By Erik Lief — Jan 18, 2018
Seeking to contain runaway costs with more than a quarter of Kentucky residents on Medicaid, Gov. Matt Bevin is proposing that able-bodied adults be required to work or volunteer in order to receive benefits. His plan, the first of its kind among the 50 states, has attracted considerable criticism. Yet while it has its flaws, there's also a case to be made that it's worth considering.
(both via Google Images)

Gov. Matt Bevin is trying something new in Kentucky, and as we know brash ideas have a way of stirring up controversy, especially in this hyper-partisan political climate. And as it pertains to establishing new requirements for poorer citizens to receive Medicaid benefits, this is what we're seeing right now.

As you may have heard, the Republican governor is upending the status quo by moving forward with a plan, set to take place in July, requiring able-bodied recipients between the ages of 19 and 64 to either obtain employment, enroll in job training or engage in 20 hours of volunteer service per week, as a condition of receiving their medical benefits. 

Exemptions are in place for pregnant women, the elderly, full-time students, primary caregivers to children and those too "medically frail" to participate, a group that includes those facing mental illness, alcohol and drug addiction, and cancer treatment. And current Medicaid recipients already employed would, of course, be unaffected.

Gov. Bevin (photo, left) maintains that with the recent expansion of Medicaid, which his state and 31 others requested before he took office, Kentucky would be facing an ever-increasing portion of the overall cost, and that over time it would be harder and harder to finance. And that's despite the federal government paying nearly the entire tab.

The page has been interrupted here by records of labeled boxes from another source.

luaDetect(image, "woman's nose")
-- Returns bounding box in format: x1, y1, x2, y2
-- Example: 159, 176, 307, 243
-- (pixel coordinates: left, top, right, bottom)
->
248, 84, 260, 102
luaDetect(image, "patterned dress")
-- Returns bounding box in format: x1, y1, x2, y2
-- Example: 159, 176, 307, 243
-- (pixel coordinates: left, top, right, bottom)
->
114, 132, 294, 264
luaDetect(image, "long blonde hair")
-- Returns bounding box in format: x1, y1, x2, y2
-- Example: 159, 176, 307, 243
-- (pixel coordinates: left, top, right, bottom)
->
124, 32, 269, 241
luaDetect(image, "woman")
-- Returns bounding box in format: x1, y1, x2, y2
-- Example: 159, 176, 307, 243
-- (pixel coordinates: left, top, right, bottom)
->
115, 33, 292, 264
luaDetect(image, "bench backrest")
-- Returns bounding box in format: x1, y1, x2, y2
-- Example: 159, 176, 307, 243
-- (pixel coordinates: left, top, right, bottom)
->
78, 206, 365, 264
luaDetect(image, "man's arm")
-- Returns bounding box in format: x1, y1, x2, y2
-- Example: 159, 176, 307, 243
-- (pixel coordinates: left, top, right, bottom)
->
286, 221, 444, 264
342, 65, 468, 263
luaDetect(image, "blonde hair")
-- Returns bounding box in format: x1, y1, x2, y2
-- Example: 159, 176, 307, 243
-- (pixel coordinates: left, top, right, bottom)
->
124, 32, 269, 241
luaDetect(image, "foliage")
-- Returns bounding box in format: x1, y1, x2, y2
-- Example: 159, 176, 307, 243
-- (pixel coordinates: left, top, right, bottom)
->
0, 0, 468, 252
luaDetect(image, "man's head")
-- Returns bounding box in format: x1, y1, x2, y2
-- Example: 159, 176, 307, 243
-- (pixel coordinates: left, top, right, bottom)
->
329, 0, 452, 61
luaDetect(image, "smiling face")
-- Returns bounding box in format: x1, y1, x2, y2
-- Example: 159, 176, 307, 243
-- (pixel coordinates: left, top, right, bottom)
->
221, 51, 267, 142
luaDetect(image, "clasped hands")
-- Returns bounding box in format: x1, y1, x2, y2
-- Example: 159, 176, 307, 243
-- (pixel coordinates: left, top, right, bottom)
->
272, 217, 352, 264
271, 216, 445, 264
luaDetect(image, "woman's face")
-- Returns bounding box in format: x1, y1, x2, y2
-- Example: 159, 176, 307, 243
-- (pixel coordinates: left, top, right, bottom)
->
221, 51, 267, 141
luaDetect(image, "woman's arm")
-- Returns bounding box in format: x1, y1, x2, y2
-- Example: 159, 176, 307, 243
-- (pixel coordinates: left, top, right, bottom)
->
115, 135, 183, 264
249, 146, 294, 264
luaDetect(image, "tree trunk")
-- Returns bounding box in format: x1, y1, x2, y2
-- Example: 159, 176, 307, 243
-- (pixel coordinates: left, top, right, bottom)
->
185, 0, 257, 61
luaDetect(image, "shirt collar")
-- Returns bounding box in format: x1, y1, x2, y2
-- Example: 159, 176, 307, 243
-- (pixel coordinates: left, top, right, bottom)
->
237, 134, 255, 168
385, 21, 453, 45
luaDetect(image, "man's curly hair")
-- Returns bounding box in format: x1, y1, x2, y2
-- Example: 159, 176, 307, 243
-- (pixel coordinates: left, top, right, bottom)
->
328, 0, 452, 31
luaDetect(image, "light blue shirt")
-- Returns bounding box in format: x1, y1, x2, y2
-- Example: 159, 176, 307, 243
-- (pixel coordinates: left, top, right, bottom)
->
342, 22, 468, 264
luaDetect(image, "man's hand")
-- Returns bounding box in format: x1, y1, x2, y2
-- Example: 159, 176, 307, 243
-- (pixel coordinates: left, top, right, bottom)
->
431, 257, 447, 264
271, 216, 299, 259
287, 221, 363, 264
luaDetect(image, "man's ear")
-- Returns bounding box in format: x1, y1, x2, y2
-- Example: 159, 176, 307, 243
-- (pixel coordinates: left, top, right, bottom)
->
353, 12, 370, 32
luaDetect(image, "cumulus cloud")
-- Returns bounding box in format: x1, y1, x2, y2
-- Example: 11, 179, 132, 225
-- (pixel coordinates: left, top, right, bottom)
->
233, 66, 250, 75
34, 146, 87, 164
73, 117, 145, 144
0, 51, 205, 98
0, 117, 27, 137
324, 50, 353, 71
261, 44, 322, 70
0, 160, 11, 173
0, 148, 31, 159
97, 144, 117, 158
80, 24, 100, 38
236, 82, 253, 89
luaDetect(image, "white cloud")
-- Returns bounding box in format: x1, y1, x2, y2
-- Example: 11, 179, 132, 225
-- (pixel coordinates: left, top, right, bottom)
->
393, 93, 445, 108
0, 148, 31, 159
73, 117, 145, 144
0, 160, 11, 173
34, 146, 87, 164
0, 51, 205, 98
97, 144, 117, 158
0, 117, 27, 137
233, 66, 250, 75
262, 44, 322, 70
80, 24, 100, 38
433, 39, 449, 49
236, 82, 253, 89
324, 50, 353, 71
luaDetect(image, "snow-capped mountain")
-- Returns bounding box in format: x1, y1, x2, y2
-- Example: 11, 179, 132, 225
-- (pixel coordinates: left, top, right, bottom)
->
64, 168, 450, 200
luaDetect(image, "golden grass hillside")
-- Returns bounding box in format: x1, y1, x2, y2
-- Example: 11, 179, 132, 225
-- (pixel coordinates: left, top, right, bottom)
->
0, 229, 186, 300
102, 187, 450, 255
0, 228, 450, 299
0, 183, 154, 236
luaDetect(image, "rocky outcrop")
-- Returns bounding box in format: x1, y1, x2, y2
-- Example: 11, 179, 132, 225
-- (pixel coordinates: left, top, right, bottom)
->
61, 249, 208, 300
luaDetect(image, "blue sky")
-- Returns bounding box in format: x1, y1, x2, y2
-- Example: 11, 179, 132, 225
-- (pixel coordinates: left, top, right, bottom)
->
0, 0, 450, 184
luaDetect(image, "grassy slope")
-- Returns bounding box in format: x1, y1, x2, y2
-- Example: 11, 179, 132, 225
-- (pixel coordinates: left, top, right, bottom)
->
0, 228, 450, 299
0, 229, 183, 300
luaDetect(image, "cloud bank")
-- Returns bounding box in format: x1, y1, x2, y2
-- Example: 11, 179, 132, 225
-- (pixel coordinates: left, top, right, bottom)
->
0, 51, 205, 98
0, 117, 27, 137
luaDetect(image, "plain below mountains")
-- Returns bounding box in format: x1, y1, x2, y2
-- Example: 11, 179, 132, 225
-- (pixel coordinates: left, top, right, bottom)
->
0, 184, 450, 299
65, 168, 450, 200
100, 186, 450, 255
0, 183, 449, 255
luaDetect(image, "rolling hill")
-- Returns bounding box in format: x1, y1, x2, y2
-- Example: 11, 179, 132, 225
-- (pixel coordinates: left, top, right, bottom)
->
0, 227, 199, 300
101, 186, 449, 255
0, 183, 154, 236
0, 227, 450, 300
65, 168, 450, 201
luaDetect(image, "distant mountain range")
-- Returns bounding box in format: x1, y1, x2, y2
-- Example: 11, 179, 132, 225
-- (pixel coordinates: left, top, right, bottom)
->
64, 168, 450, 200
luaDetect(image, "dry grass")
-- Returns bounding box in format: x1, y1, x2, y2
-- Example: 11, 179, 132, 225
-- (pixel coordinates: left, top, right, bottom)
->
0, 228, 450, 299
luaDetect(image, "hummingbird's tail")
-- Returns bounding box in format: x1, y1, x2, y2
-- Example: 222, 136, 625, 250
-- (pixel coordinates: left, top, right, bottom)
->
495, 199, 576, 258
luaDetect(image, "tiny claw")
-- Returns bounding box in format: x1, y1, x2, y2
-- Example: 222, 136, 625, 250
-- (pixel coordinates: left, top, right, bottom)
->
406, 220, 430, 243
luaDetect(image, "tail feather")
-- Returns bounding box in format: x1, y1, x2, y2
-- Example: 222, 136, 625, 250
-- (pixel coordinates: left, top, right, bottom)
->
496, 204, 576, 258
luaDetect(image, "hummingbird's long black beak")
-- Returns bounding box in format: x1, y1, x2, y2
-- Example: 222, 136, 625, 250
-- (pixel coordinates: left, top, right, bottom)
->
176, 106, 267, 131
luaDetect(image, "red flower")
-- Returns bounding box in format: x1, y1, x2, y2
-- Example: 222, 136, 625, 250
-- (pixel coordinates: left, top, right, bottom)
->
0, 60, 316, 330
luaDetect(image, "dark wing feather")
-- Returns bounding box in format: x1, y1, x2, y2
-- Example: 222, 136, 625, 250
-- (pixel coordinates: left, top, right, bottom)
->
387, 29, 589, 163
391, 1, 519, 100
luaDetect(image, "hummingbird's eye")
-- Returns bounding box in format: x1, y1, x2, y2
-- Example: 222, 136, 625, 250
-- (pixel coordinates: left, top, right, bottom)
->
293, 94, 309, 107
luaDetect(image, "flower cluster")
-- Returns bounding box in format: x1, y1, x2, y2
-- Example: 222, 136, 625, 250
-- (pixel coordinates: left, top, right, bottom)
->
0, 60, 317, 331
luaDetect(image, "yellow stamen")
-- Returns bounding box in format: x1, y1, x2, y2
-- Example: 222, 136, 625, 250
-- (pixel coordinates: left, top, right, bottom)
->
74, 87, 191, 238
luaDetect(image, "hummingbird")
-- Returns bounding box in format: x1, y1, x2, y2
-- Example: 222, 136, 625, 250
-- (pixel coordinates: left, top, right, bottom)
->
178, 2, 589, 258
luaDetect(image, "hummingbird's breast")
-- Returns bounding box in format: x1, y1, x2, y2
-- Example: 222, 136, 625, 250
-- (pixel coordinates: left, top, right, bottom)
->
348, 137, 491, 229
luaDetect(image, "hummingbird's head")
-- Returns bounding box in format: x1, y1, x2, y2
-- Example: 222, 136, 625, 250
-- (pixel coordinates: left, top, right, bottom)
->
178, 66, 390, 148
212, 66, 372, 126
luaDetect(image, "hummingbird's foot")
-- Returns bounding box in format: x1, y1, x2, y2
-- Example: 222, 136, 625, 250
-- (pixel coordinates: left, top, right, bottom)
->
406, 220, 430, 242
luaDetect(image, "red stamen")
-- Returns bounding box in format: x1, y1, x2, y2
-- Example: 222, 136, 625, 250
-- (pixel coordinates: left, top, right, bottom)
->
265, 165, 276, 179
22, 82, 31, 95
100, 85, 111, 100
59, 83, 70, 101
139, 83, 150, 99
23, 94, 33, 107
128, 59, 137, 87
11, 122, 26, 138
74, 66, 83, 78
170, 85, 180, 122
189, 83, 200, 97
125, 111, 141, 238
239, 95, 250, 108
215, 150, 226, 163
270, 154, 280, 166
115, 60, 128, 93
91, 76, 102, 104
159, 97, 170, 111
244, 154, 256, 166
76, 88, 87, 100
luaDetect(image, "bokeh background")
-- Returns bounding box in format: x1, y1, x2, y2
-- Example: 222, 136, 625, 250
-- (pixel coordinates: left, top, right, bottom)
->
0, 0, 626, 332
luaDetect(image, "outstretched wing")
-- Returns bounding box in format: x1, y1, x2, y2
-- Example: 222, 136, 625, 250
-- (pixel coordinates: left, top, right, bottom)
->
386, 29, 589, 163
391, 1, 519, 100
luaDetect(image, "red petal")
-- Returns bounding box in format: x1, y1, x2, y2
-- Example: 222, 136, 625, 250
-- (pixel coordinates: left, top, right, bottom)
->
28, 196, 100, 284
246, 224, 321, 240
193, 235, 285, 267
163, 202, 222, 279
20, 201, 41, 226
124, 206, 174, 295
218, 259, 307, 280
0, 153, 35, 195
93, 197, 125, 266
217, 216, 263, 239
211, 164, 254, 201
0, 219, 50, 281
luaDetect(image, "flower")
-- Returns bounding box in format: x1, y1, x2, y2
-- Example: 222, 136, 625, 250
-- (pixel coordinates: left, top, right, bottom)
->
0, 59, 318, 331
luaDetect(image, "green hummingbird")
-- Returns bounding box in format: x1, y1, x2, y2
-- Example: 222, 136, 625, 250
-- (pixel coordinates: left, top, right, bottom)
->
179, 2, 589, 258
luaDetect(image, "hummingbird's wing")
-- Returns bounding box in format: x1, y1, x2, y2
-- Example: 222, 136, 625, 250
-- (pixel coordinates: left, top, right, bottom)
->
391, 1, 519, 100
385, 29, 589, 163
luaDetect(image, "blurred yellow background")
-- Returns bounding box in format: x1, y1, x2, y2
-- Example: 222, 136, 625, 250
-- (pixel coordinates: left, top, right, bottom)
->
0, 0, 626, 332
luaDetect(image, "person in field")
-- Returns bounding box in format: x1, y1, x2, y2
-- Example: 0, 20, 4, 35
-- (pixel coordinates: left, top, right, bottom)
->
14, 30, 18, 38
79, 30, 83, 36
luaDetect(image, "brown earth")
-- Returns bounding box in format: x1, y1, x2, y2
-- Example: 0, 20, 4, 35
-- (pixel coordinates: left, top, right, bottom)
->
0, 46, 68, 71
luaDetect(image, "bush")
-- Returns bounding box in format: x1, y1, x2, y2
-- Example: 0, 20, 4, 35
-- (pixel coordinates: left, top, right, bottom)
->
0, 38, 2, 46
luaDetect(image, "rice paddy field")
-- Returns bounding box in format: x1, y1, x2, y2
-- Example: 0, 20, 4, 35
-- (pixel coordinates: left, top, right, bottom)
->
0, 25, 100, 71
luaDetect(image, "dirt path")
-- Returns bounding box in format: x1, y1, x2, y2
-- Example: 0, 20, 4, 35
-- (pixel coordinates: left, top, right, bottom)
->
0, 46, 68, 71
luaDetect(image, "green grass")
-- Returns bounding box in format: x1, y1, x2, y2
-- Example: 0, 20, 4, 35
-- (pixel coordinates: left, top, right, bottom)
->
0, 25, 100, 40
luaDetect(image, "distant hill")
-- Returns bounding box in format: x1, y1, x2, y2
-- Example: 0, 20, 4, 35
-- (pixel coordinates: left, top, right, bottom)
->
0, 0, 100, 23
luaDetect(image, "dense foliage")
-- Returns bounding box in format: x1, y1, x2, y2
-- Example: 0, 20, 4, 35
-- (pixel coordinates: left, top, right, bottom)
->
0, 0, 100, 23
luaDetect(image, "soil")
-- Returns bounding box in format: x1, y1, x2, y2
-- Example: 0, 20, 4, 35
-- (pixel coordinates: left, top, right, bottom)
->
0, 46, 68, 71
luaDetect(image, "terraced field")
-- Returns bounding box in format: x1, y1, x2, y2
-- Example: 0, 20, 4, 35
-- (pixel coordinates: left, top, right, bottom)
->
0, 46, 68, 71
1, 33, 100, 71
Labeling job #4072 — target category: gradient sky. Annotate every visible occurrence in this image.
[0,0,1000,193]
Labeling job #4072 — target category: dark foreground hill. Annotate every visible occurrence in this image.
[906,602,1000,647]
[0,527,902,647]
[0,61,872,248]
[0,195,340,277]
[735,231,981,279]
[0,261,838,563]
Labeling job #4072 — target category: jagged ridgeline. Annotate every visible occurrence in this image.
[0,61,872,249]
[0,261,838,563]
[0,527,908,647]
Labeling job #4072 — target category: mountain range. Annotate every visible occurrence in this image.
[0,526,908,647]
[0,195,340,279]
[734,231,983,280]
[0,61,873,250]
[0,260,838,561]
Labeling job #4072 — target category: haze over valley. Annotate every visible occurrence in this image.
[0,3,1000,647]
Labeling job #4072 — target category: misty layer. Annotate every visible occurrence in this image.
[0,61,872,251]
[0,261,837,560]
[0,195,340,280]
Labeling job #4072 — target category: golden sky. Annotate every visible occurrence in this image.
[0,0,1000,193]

The plan's expected savings – derived mostly from those whose new work income would make them ineligible for Medicaid, as well as others leaving the rolls by failing to comply with the new requirement – would be roughly $300 million over the next five years. 

Kentucky's Medicaid expansion added between 400,000 and 480,000 people to its program, far more than expected. The state's total number of Medicaid recipients rose to 1.4 million people, which is more than 25 percent of its total population.

While the proposal, which received approval from the Trump Administration on Friday, has unnerved patient advocates and other defenders of the poor as appearing unduly harsh, Gov. Bevin's does make a number of valid points that deserve consideration. (On the other hand, his ugly and newly-disclosed threat, to toss all of those added in the expansion off the program if the courts rule against his plan, comes off as rather unseemly and cruel.) But setting his political tantrum aside, let's look at the governor's rationale.

First and foremost, Gov. Bevin's plan allows for many exemptions, so in large measure those who cannot work or make time for community service don't have to. As a result, the true focus of the plan is an individual's untapped ability to contribute to society or self-improve, as well as the goal of instilling a sense of "dignity," as the governor has stated, to those returning effort for the state's aid. In short, creating some accountability and encouraging a moral obligation to contribute to the community.

That accountability is baked into the plan's "rewards program," which induces recipients to engage in healthier practices – having checkups, enrolling in smoking cessation programs, etc. – as a requirement of receiving benefits. (What's controversial is that the some of the benefits are initially taken away, and then used as motivational carrots to be earned back. This approach could stand some improvement.)

Gov. Bevin's plan doesn't appear to be overly Draconian, in that those healthy people initially failing to comply would lose their benefits – but only up to 6 months – and not kicked off Medicaid entirely, an approach that can serve as encouragement to return. 

The governor campaigned to reverse Medicaid expansion, so it's no surprise to voters that he's doing what he said he'd do. And finally, since Medicaid's central mission as stated in the federal statute is to improve public health, Gov. Bevin contends that his plan would work towards that goal if the incentives, in the long run, ended up improving the health of the individual beneficiary.

But the proposal, coming from a Republican, has attracted understandable criticism from the start based on the country's rightward shift over the last year, one that has produced many initiatives on the federal level that have made life increasingly difficult for immigrants and Americans of lesser means. All of which is to say that Gov. Bevin shouldn't lose sight of this polarized, rich-poor environment in the coming months as he engages his critics in productive conversations.

That's also not to say that there's plenty wrong with his executive order filed last Friday, which will summarily end benefits to the hundreds of thousands in the expansion if any court action prevents his plan from being implemented. But there's actually a decent case to be made for what he's proposing, which makes a reasonable observer conclude that Gov. Bevin's threats are unwarranted. 

Kentucky is the first state to venture down this road, and eight others are reportedly preparing similar requests. And while legal challenges are strongly being considered, none yet have been filed. Therefore it would seem that continuing a spirited debate on the merits of the governor's plan – one that's open to alterations, but shelves his heavy-handed threats – makes the most sense right now.